American Dream Series, News

The Story of Vera Bourjeili


Our interviewee for this issue is Vera Bourjeili, originally from Beirut, Lebanon.

Tell me your story as an immigrant.

I came from Lebanon about twenty-five years ago. My husband immigrated in 1993 to be with his family in the USA, who had immigrated a few years earlier. We had been engaged for about a year, but I couldn’t follow him for eight months until the paperwork went through, since you need to be officially married before you can immigrate. When I arrived, I could not speak any English and had to learn it as I went. I was helped along by ESL (English as a Second Language) classes while I obtained my high school diploma. In 1994, I had my daughter, and in 1999, I had my son. I used to be employed with a program called “Even Start” in 1996. It was a program that helped parents with their adult education as well as educating and caring for their children. Then, in 2005, I switched my work to a day care called “Little Peoples Learning Center” here in Danbury, and have been working there since.

What was life like in Lebanon before you immigrated?

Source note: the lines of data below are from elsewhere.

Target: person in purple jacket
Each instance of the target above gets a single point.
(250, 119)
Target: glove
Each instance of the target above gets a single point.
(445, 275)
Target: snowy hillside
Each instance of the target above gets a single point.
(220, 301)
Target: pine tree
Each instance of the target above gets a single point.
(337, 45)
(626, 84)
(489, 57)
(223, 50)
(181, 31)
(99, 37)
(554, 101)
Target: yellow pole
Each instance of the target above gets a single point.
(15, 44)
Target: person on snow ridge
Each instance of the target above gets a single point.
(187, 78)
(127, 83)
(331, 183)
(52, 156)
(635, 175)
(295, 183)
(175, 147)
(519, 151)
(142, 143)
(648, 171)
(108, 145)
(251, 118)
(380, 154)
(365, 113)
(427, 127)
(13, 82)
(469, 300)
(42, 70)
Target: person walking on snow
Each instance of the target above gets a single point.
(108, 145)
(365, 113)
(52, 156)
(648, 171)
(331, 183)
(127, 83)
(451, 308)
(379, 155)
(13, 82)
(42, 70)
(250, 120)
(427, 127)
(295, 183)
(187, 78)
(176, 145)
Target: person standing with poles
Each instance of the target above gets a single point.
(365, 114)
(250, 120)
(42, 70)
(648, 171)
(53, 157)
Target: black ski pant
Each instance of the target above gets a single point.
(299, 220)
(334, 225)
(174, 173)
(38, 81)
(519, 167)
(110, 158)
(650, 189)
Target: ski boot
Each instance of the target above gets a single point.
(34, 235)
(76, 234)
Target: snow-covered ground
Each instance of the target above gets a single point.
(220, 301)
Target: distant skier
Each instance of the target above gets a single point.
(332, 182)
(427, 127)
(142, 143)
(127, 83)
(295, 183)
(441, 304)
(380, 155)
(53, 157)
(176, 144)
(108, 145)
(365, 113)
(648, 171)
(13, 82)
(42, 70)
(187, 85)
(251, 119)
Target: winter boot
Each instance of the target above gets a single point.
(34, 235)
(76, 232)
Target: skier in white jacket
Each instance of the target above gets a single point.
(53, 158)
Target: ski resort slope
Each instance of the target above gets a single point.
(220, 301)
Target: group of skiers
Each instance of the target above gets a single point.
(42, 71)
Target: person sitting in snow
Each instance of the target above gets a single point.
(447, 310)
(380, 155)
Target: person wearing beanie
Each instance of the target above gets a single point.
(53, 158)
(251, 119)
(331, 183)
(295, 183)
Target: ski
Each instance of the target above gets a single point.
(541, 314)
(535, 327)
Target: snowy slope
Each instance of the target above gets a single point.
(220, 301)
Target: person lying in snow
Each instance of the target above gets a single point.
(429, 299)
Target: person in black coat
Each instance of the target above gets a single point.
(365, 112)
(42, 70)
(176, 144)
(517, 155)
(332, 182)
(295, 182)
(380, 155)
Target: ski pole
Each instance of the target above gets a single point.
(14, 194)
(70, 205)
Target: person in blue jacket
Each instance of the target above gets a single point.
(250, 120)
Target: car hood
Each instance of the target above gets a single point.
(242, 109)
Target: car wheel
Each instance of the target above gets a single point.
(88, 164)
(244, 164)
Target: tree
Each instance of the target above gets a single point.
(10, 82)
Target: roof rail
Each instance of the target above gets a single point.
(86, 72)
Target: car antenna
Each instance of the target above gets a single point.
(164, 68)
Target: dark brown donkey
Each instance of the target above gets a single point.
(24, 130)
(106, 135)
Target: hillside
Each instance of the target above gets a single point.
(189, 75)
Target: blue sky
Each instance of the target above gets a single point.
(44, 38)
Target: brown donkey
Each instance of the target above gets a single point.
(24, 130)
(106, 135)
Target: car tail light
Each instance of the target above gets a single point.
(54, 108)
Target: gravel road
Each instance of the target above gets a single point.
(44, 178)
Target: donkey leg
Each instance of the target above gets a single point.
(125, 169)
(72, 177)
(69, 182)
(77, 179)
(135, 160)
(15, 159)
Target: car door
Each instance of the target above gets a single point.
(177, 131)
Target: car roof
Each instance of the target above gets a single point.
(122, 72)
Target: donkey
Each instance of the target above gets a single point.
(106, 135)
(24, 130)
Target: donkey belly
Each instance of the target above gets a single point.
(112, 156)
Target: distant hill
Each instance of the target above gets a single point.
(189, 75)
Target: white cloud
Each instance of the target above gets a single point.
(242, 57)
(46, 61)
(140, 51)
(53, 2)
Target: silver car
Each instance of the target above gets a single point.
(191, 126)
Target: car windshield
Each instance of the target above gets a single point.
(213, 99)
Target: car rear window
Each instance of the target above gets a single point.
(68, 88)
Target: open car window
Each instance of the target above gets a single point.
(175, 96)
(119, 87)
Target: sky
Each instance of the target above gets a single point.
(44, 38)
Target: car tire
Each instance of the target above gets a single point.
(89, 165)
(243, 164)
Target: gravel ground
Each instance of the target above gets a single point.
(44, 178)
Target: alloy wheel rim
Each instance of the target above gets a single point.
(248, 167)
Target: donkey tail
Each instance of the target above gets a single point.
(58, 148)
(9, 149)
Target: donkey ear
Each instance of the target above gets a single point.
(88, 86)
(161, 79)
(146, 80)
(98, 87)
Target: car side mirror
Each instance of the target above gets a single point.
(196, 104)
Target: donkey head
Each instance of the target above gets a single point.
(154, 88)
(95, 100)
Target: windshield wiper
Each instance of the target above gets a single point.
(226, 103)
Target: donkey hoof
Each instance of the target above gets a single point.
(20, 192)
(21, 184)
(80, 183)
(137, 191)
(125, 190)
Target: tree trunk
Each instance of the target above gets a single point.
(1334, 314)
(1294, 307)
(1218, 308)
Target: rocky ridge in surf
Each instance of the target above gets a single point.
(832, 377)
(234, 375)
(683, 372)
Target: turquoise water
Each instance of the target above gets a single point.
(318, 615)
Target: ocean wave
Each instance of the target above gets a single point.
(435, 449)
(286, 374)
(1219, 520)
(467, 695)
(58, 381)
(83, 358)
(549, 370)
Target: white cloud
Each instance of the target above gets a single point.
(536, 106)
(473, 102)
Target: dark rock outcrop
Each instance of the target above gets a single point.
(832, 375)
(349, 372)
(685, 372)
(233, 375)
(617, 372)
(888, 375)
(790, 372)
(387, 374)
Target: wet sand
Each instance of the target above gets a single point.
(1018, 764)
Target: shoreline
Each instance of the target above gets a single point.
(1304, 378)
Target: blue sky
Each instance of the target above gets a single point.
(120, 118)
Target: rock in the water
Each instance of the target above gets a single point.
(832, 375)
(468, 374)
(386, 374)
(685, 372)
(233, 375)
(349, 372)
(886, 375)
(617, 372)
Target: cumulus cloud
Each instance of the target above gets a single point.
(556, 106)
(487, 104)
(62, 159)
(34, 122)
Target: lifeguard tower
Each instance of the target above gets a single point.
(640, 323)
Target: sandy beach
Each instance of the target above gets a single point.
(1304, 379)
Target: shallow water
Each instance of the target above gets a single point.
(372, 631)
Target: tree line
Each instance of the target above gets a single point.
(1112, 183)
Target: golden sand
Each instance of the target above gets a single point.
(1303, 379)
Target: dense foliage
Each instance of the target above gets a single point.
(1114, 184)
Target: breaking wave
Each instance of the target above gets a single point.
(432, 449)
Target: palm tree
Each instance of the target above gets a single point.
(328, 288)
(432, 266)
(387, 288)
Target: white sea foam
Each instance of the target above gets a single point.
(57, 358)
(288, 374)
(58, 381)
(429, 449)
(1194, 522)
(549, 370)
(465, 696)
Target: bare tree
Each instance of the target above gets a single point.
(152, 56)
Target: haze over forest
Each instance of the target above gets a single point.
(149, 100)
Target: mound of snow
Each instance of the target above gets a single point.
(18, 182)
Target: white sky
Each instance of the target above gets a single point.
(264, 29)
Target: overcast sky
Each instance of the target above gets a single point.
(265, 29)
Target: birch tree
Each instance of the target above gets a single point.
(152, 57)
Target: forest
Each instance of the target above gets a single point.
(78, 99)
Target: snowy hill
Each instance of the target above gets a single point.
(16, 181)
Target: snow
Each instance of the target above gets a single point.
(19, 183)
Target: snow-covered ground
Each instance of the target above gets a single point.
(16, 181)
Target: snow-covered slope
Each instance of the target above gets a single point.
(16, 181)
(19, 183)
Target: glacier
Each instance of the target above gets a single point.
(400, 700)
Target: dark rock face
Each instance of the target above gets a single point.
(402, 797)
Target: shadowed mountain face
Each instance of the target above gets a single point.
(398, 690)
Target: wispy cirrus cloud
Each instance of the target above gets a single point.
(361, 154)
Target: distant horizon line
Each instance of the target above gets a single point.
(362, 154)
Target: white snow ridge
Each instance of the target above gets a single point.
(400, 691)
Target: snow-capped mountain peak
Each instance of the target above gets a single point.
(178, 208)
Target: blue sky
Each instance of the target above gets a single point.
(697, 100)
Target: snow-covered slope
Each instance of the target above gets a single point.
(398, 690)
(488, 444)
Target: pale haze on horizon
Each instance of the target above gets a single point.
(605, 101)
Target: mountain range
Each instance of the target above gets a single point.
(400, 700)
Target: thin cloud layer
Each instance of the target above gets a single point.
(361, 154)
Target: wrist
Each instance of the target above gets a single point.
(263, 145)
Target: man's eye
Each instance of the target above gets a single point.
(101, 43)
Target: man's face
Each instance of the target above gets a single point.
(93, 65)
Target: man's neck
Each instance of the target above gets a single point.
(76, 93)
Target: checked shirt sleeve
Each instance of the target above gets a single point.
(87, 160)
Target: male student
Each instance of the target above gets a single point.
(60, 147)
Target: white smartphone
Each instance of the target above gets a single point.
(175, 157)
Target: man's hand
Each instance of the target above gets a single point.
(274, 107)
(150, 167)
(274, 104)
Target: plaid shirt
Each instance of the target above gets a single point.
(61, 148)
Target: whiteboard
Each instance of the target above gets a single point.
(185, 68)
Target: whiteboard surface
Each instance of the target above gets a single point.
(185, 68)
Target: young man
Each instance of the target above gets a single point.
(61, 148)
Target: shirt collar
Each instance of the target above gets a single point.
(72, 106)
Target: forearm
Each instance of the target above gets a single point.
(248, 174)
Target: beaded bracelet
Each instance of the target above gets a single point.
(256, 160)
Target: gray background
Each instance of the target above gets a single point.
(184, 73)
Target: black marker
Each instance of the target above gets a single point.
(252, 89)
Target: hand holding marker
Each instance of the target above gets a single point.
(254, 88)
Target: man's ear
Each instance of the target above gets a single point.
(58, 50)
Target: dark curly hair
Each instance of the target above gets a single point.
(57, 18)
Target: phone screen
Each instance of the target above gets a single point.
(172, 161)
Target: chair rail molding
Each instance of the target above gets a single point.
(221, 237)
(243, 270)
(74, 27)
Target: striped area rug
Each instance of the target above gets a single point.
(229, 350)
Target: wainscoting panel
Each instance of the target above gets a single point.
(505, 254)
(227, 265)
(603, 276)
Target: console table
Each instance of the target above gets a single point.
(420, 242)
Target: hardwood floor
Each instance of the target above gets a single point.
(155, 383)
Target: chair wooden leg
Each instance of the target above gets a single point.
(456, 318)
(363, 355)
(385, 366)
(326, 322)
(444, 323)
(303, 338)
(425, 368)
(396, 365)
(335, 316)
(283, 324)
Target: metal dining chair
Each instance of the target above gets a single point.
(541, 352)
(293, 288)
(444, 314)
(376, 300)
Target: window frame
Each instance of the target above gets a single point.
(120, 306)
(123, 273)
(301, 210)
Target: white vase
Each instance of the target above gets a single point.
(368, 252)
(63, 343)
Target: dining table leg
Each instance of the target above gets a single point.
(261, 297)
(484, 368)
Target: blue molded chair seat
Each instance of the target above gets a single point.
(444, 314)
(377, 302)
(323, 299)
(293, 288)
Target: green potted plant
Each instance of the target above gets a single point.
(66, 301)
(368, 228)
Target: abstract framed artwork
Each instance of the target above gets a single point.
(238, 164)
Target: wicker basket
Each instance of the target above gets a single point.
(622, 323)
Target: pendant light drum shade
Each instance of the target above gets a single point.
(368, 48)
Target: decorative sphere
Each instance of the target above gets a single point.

My life in Lebanon was actually fine. I was happy for the most part, though my family did move around a lot. I lived in cities, suburbs, even mountainous areas. No matter where I went, though, things were peaceful; no violence, no major adversity. The thing is, however, it’s a social law in Lebanon that you have to follow your husband wherever he goes. When my husband immigrated to join his family, it was essentially required for me to go along with him. I was happy to because I love him, but it was a little sad to leave my home country.

How has America treated you?

It’s a very good country. It’s a great place for immigrants because it offers them a lot of help to find jobs. I learned a lot from the programs intended for people who immigrated after marriage, including how to defend myself. I admit I was a little concerned when I came here; I saw in the USA a lot of families who don’t live together. I heard about a lot of parents who kick their kids out when they reach a certain age or something; we didn’t have that in Lebanon. There, we took family very seriously, and I’ve kept to that here. I keep my family together and don’t plan to make any of them leave. I will protect and support them as much as I can. But aside from that one thing, I’ve learned a lot from this country, and the most important thing I’ve learned is how to keep my family safe and happy. It wasn’t easy to keep everyone together after picking up and immigrating, but I believe it’s important enough to be worth it.

What would your final message be?

I am so happy to be in the USA. We are in a safe place where I don’t feel worried about my children, barring any unexpected accidents, god forbid. I can work, I can have fun, and I can go wherever I want to go without anyone stopping me or saying to me, “What are you doing there?” [America] is a safe place, and it’s the place I like to be the most.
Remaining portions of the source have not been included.